Happy April Fool’s Day – Best Pranks In History
April Fools’ Day is here, and once again the world has decided, collectively, to mess with itself.
No one really agrees where it started. Some trace it back to ancient festivals like Hilaria, others to the chaos of spring weather. But once the media got involved, the pranks went from harmless to legendary.
Back in 1906, a Chicago newspaper ran a front-page story about dinosaurs invading the city, leveling buildings and throwing the population into chaos. It read like real news. It wasn’t.
In 1957, the BBC aired a straight-faced report about Swiss farmers harvesting spaghetti from trees. Viewers actually called in asking how to grow their own pasta.
Sports Illustrated raised the bar in 1985 with the story of Sidd Finch, a mysterious Mets pitcher throwing 168 mph while wearing one shoe. Completely fake. Completely brilliant.

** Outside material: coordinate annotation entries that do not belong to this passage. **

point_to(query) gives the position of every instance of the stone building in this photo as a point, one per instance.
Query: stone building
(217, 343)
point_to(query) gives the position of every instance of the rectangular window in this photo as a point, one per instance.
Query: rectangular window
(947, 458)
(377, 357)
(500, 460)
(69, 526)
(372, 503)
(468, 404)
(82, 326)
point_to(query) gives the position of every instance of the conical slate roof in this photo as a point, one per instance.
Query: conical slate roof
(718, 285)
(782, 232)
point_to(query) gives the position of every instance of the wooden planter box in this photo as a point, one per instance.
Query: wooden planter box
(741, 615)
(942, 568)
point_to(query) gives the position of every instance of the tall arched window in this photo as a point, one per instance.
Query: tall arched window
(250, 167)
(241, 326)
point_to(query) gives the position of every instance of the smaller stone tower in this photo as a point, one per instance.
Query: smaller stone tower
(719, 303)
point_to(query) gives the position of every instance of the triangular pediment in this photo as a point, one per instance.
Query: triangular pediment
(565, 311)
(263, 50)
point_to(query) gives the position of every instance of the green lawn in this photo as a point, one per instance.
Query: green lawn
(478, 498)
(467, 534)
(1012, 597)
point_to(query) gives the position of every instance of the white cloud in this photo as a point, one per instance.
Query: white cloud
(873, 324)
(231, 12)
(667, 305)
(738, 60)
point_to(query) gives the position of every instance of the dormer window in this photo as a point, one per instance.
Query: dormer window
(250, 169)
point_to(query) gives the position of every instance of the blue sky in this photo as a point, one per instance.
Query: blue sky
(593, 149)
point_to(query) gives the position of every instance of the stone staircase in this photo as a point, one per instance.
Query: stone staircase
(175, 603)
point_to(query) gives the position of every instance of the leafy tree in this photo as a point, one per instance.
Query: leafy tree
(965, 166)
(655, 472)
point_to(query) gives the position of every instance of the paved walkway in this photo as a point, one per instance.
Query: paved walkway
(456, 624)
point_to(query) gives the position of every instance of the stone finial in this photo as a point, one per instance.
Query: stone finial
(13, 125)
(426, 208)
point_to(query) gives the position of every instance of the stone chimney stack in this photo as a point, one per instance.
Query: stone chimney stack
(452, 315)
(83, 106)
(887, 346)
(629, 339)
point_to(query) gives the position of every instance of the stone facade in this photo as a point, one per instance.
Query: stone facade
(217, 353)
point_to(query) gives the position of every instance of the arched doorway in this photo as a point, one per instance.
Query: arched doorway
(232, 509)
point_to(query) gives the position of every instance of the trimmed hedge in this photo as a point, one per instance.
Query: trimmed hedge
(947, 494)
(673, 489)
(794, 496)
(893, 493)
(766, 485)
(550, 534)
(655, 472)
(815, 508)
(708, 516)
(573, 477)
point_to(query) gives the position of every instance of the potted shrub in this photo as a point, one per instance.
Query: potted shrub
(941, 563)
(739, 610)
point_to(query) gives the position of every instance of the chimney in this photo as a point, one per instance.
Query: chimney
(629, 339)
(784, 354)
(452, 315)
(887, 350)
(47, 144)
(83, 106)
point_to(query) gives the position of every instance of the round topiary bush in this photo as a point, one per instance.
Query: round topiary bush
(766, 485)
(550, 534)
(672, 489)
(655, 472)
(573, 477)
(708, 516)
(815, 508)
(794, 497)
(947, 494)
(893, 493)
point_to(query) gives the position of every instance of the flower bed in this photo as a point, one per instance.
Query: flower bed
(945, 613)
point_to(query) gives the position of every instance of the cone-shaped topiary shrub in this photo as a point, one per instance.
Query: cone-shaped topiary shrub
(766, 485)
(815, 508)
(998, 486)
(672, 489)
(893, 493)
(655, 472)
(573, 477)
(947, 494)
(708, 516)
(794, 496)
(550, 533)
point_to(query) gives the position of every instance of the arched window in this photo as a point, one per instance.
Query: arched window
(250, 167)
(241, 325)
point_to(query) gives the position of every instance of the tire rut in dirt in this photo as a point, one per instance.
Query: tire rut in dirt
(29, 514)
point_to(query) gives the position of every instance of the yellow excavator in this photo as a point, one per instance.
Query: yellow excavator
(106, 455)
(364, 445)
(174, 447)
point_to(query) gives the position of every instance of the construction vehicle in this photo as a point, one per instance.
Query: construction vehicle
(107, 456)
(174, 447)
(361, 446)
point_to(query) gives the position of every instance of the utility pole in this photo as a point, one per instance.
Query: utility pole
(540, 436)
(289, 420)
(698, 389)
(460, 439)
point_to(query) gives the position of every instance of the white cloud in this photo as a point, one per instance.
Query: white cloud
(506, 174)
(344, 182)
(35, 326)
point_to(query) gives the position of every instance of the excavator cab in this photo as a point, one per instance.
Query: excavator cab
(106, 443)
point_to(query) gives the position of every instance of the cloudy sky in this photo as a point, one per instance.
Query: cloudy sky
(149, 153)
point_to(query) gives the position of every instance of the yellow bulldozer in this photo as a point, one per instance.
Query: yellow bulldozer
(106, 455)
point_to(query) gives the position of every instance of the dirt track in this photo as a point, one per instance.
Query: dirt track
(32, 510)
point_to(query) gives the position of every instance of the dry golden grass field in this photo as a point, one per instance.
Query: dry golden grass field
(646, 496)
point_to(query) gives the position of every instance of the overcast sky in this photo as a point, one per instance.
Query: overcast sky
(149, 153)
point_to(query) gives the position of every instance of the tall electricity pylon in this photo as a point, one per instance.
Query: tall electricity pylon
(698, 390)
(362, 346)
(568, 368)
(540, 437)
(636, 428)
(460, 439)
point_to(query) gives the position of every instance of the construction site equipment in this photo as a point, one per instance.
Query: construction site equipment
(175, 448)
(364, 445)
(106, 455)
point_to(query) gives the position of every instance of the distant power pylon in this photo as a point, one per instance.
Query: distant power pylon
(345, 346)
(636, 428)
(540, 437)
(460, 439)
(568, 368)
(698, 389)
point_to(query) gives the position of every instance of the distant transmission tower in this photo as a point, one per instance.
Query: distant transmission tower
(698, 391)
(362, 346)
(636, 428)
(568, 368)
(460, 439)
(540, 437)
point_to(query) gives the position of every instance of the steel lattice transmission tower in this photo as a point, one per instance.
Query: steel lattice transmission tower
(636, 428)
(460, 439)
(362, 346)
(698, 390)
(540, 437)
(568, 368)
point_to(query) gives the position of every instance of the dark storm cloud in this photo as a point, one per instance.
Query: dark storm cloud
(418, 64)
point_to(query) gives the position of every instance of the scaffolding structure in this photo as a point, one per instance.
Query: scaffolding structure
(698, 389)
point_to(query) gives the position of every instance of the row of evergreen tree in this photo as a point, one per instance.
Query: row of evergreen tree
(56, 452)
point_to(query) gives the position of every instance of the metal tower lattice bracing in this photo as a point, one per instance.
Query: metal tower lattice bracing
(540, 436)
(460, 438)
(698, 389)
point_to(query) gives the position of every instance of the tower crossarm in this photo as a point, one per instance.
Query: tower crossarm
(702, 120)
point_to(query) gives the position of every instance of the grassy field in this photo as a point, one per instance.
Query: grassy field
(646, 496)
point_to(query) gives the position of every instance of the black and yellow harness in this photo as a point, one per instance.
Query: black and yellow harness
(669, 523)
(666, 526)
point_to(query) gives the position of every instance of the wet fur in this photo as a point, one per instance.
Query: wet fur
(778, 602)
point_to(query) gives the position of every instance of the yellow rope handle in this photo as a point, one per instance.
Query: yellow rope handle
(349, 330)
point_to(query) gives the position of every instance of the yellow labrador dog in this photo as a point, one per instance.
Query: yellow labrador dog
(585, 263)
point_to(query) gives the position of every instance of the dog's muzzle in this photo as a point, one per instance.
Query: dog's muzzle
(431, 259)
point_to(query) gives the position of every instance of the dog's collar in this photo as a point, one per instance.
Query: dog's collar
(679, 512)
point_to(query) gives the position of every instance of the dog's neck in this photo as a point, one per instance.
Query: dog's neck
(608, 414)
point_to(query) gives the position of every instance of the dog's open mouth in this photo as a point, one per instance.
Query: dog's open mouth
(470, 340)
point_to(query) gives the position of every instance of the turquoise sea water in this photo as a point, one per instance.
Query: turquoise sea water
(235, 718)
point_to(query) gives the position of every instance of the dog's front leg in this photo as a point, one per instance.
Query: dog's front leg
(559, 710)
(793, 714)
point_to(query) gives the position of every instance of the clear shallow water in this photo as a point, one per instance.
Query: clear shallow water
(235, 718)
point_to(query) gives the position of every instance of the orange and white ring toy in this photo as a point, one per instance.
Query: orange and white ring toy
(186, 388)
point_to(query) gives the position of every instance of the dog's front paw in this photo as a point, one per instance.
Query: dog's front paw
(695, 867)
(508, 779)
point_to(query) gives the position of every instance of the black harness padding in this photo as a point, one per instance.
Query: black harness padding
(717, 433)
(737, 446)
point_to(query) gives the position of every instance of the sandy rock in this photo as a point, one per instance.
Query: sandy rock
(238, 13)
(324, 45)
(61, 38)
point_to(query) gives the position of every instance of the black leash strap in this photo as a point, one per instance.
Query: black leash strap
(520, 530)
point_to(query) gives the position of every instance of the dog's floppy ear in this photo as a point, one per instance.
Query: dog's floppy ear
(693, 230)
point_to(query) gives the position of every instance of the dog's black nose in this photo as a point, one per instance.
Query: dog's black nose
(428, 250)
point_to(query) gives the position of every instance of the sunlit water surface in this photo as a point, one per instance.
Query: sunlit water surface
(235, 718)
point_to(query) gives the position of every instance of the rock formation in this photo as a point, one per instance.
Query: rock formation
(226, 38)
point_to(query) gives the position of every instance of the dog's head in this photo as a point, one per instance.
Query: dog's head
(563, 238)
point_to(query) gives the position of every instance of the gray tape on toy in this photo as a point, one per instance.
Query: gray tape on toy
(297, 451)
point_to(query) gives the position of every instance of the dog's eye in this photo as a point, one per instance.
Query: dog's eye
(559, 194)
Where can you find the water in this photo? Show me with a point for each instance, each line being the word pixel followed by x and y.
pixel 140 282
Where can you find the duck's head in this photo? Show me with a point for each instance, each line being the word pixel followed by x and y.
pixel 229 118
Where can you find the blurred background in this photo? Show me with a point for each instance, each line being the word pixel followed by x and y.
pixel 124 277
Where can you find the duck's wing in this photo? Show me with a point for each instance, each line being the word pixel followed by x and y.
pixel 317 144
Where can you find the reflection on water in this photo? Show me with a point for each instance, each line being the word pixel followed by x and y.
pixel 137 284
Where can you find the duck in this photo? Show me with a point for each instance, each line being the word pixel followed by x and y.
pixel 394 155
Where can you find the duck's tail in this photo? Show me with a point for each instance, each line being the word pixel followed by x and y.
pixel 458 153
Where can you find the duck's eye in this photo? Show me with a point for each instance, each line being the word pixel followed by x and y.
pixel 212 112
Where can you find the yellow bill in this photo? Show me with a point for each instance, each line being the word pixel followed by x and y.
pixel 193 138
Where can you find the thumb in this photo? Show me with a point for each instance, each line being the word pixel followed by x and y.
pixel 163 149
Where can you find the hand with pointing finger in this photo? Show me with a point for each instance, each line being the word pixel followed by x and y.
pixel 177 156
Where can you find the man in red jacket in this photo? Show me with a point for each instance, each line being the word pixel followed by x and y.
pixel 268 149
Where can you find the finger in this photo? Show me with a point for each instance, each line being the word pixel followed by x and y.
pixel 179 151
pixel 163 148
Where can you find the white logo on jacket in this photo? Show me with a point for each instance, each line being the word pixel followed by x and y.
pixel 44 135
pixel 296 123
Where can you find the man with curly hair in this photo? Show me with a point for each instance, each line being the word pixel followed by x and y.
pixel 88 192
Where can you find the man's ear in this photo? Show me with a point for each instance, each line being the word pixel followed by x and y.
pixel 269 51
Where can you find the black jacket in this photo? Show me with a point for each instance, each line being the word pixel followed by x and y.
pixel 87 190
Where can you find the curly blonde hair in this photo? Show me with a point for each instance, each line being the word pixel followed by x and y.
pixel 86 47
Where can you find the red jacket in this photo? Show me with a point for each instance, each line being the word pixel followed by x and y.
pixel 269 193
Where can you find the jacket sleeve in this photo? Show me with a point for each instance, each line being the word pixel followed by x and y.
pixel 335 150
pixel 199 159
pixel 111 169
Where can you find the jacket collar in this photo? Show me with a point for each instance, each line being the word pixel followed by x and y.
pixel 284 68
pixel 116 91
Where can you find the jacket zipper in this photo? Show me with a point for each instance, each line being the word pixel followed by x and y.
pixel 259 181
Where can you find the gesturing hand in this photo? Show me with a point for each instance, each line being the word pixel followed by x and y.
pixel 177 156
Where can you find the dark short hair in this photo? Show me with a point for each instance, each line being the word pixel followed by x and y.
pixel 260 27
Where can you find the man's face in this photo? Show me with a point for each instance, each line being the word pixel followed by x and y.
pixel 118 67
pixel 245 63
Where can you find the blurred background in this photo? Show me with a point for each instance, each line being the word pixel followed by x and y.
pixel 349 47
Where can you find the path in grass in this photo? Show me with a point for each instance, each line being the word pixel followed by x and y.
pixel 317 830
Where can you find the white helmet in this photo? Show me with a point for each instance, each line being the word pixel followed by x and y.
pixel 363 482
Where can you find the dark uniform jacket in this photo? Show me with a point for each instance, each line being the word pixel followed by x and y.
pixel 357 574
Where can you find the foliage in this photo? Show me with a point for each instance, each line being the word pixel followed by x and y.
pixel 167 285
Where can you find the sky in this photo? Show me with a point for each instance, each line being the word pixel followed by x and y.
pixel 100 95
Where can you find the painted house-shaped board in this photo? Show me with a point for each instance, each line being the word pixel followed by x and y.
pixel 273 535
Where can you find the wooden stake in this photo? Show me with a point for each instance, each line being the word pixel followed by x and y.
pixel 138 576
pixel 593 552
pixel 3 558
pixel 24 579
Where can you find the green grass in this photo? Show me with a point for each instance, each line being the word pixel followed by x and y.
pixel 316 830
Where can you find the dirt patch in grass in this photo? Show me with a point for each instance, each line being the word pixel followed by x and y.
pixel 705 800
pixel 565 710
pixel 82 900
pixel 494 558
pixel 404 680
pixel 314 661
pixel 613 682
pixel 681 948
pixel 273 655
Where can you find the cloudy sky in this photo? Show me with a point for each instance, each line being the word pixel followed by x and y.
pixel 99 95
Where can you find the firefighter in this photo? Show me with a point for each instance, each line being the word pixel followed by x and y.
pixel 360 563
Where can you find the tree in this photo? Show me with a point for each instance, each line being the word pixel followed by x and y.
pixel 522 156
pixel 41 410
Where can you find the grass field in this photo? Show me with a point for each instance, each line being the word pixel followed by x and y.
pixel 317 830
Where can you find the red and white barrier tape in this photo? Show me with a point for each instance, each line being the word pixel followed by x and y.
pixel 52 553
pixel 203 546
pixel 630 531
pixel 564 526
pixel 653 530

In 1992, NPR aired a segment featuring “Richard Nixon” announcing he was running for president again. It wasn’t Nixon, but plenty of listeners believed it.
Then in 1996, Taco Bell claimed it had purchased the Liberty Bell and renamed it the “Taco Liberty Bell,” sparking outrage before the punchline landed.
Ben & Jerry’s joined the fun in 2010 with “virtual ice cream,” a digital dessert you could supposedly enjoy online, just lick your screen and taste it. No spoon required.
In 2013, Sharon Osbourne told the world she was pregnant, at the age of 60, with Ozzy’s baby through in vitro fertilization, which made just enough people pause before realizing the date.
And the tradition keeps evolving. In 2016, National Geographic joked it would stop publishing photos of “naked animals,” dressing pets in clothes to prove the point.
That’s the beauty of April Fools’. For one day, reality takes a backseat—and if it’s done right, you laugh even after you realize you’ve been played.